UC Merced lab to lead UC system’s drone research

Brandon Stark, a doctorate student at UC Merced, gestures to a water collecting drone, called the “Aquacopter,” inside the university’s MESA lab in 2014. UC Merced has been named as the lead school in determining how drones should be used and regulated across the University of California system.
Brandon Stark, a doctorate student at UC Merced, gestures to a water collecting drone, called the “Aquacopter,” inside the university’s MESA lab in 2014. UC Merced has been named as the lead school in determining how drones should be used and regulated across the University of California system. tmiller@mercedsunstar.com

UC Merced has been chosen to take the lead in determining how drones should be used and regulated across the University of California system, officials announced Monday.

School of Engineering doctoral student Brandon Stark has been pegged to serve as director of the newly formed Center of Excellence for Unmanned Aircraft Systems Safety, which is funded by the system’s Office of the President.

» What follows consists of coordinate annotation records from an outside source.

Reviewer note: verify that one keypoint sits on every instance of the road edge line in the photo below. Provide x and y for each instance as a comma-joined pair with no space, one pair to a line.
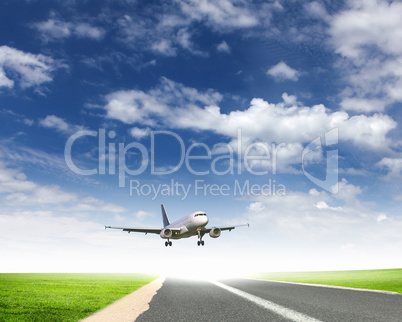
129,307
326,286
278,309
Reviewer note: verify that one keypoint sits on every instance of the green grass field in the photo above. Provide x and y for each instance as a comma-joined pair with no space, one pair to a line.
382,279
62,297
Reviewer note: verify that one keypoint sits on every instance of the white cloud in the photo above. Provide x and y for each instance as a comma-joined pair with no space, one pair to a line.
289,121
57,123
31,70
137,106
362,105
394,167
173,30
223,47
220,14
139,133
85,30
54,29
281,72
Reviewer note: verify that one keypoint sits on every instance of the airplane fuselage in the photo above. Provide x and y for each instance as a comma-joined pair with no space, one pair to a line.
189,225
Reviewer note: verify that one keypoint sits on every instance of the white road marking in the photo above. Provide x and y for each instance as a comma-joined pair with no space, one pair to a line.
276,308
326,286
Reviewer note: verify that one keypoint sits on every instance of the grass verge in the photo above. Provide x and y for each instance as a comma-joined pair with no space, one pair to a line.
381,279
62,297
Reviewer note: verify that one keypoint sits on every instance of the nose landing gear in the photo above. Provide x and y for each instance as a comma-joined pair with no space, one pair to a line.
200,242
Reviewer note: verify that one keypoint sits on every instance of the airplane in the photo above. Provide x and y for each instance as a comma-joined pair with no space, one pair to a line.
191,225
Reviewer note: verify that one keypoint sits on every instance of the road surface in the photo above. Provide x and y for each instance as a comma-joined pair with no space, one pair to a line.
258,300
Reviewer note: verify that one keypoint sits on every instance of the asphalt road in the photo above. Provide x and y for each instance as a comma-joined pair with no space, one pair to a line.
254,300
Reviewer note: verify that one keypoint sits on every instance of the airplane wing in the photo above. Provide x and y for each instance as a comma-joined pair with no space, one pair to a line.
207,230
142,230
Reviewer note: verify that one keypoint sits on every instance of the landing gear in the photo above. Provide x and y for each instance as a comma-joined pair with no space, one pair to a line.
200,242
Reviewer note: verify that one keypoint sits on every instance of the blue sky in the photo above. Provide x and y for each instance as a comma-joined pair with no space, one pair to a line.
292,108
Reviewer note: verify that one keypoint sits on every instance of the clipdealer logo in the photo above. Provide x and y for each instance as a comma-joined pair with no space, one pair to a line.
112,160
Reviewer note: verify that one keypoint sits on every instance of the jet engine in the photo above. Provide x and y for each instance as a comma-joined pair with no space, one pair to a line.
215,232
166,233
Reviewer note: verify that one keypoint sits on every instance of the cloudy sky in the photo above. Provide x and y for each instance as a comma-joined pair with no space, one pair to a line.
282,114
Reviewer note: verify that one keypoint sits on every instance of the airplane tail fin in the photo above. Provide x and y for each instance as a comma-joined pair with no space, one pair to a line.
164,217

Stark’s appointment begins in May.

“We’re very fortunate to have Brandon. He’s uniquely qualified, having designed, built and operated (unmanned aircraft),” Ken Smith, executive director of Environmental Health and Safety for the UC system, said in a news release. “This is an emerging regulatory area, and we have many UC community members who are interested in drones.”

This is UC Merced’s first Center of Excellence under the Campus and Public Safety umbrella, according to university officials.

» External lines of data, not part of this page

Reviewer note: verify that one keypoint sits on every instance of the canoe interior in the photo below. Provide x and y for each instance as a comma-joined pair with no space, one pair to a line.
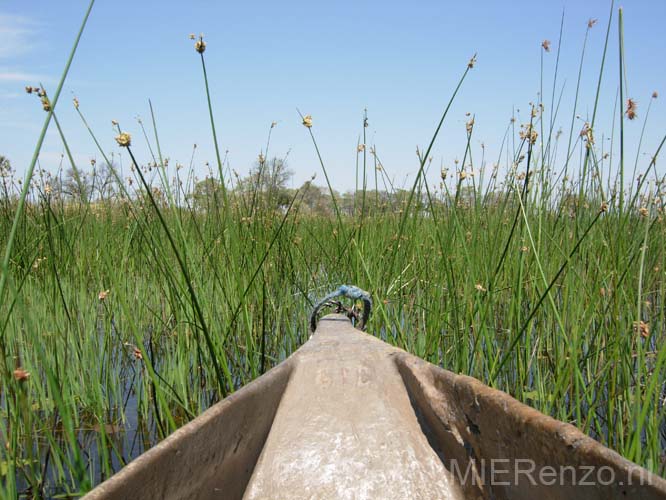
348,416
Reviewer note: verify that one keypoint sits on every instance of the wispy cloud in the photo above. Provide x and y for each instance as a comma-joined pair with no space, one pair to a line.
10,75
17,35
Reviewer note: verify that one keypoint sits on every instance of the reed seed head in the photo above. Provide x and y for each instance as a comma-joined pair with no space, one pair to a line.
124,139
631,109
21,375
200,45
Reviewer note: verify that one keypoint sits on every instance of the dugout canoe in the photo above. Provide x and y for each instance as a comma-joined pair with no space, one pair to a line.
348,416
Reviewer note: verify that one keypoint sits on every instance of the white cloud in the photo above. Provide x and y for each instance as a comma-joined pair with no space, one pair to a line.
17,35
9,75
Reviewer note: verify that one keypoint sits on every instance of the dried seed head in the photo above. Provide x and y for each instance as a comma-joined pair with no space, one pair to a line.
200,45
469,125
124,139
631,109
529,133
21,375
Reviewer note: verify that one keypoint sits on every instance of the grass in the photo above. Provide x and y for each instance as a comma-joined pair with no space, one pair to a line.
126,314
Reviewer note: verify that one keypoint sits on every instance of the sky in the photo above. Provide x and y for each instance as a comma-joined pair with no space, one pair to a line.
265,60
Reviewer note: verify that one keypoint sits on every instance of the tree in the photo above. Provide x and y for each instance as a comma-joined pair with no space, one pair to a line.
206,194
77,185
266,183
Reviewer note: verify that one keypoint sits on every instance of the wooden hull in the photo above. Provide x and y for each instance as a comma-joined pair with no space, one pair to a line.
348,416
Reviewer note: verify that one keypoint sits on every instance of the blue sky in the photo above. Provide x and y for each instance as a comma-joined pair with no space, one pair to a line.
399,60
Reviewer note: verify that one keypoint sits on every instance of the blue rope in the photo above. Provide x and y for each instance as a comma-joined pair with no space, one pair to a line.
349,291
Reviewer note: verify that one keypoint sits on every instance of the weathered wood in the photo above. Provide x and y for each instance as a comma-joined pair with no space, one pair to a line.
348,416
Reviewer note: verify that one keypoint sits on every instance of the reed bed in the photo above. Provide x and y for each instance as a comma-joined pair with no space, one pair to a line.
130,310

This was definitely exciting news for Campus and Public Safety to house the newest Center of Excellence in the UC system.

Albert Vasquez, assistant vice chancellor for Campus and Public Safety and chief of police at UC Merced

“We’ll be the clearinghouse for drone policy, privacy issues, liability and risk management, information about state and federal laws, and training and other resources,” Stark said in a news release.

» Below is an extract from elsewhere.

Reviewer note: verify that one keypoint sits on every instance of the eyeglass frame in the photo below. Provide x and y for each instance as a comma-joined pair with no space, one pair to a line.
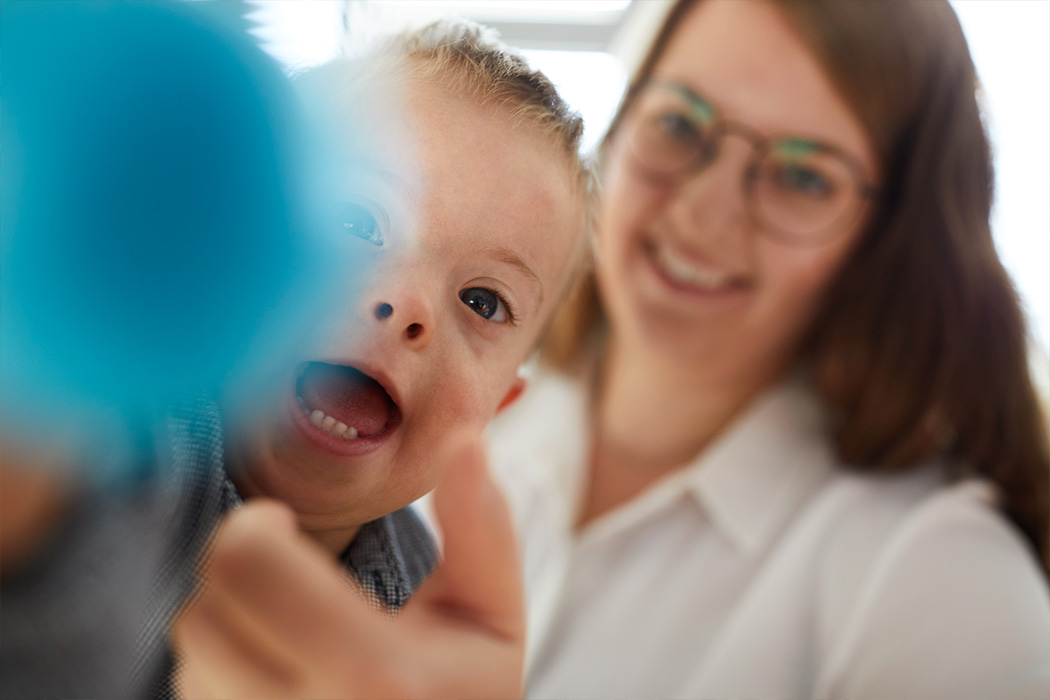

Stark said he plans to offer training courses, seminars and workshops for people within the UC system, and for people who use drones in their businesses, such as farmers.

Many California colleges are developing drone policy as well, but are doing it individually, according to a news release. Stark said he sees the potential for the UC system to work with California’s state and community colleges.

“The UC has the advantage in that this is supported from the very top of the system,” he said. “But if we could all get together, we’d become one very large, influential voice for advocacy.”

Stark, a Tracy High School graduate, is the founding manager of UC Merced’s Mechatronics, Embedded Systems and Automation Lab, which opened in 2012 and is led by professor YangQuan Chen.

The MESA Lab is an interdisciplinary research group that works on research, providing mentoring and hands-on research experience for engineering undergraduate students.

(Unmanned aircraft) use is becoming more and more prevalent as their capabilities grow. However, policies and guidelines for their use are diffuse at this time.

Mark Matsumoto, dean of the UC Merced School of Engineering

“This UC drone center hosted at UC Merced will help to turn scientific data-drone education, research and service into a signature program at UC Merced,” Chen said. “California’s Central Valley will become the ‘Scientific Data-Drone Valley’ for precision agriculture, environmental monitoring, natural resource management and digital heritage.”

The Centers of Excellence program, through the UC’s Environmental Health and Safety division, began in 2010. The program is designed to recognize unique pockets of expertise within campuses or medical centers, and share information and best practices throughout the system.

The drone-safety center will be funded by the system for two years on a renewable contract, according to a news release.